[Impact of reverse transcriptase inhibitors on sperm mitochondrial and genomic DNA in assisted reproduction techniques]

Abstract

For the last ten years, antiretroviral therapy (ARV) has improved the prognosis in HIV-1 infection and showed a better control of the viral excretion by reducing viral shedding in semen. However, nucleoside analogues reverse transcriptase inhibitors (NRTI) therapy reported important adverse effects. Most of these side effects observed seem to be linked with a common mechanism: mitochondrial activity alteration. Since the introduction of protocols for HIV-1 serodiscordant couples, with male infected partners under NRTI therapy, many results in the literature such as: semen characteristics and pregnancies, drew the attention of research teams. Many studies have suggested that NRTI has an affect on semen parameters, but proposed mechanisms of these effects have rarely been discussed. NRTI have a great affinity for the reverse transcriptase of HIV-1. Because many NRTI are not only inhibitors of reverse transcriptase but also inhibitors of the DNA polymerase beta and gamma, several toxic effects can be considered. Nevertheless, this specificity is not absolute and "accidental" incorporations of NRTI can occur on genomic sperm DNA. Only one study on genomic sperm DNA with patients under NRTI therapy was published without concluding results.
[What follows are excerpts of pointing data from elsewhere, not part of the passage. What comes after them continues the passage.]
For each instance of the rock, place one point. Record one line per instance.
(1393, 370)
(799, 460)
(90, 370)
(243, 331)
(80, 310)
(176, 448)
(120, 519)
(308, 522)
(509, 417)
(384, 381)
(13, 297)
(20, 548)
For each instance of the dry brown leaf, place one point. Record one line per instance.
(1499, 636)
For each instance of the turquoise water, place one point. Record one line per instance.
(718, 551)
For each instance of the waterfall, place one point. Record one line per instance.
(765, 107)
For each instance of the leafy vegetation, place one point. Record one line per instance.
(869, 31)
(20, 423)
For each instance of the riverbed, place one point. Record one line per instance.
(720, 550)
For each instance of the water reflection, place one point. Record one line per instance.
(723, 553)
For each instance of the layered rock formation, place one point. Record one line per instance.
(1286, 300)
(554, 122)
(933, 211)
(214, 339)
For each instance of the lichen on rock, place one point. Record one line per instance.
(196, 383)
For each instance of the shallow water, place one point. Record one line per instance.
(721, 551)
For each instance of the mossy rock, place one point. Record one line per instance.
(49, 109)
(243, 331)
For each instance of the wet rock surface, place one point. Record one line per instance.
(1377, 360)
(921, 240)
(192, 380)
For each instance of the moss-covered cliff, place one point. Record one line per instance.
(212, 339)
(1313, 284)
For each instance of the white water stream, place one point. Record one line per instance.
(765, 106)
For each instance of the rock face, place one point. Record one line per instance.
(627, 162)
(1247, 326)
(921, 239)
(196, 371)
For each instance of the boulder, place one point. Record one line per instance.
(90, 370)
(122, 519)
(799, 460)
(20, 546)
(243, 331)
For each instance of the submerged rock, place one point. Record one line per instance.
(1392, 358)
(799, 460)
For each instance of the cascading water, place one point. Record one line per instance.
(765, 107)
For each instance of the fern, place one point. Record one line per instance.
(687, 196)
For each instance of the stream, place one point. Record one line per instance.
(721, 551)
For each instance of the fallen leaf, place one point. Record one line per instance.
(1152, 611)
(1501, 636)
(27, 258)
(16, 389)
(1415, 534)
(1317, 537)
Recently, studies have suggested that NRTI exposure could induce an alteration on mitochondrial energy-generating ability of spermatozoa. NRTI are known to induce an increase in the generation of reactive oxygen species, which results in the degradation of mitochondrial transmembrane potential (Deltapsim). This loss of Deltapsim can tend to release some specific apoptosis factors, such as cytochrome c, that initiates programmed cell death. Sperm DNA fragmentation, associated to apoptosis, was reported as a possible cause of recurrent pregnancy loss. If the incorporation of NRTI was reported in genomic DNA of somatic cells, the absence of data on the genomic sperm DNA justifies further studies concerning the effects of paternal exposure to NRTI on the genomic material of the male gamete, in particular because of its implication in the zygote development after fertilization.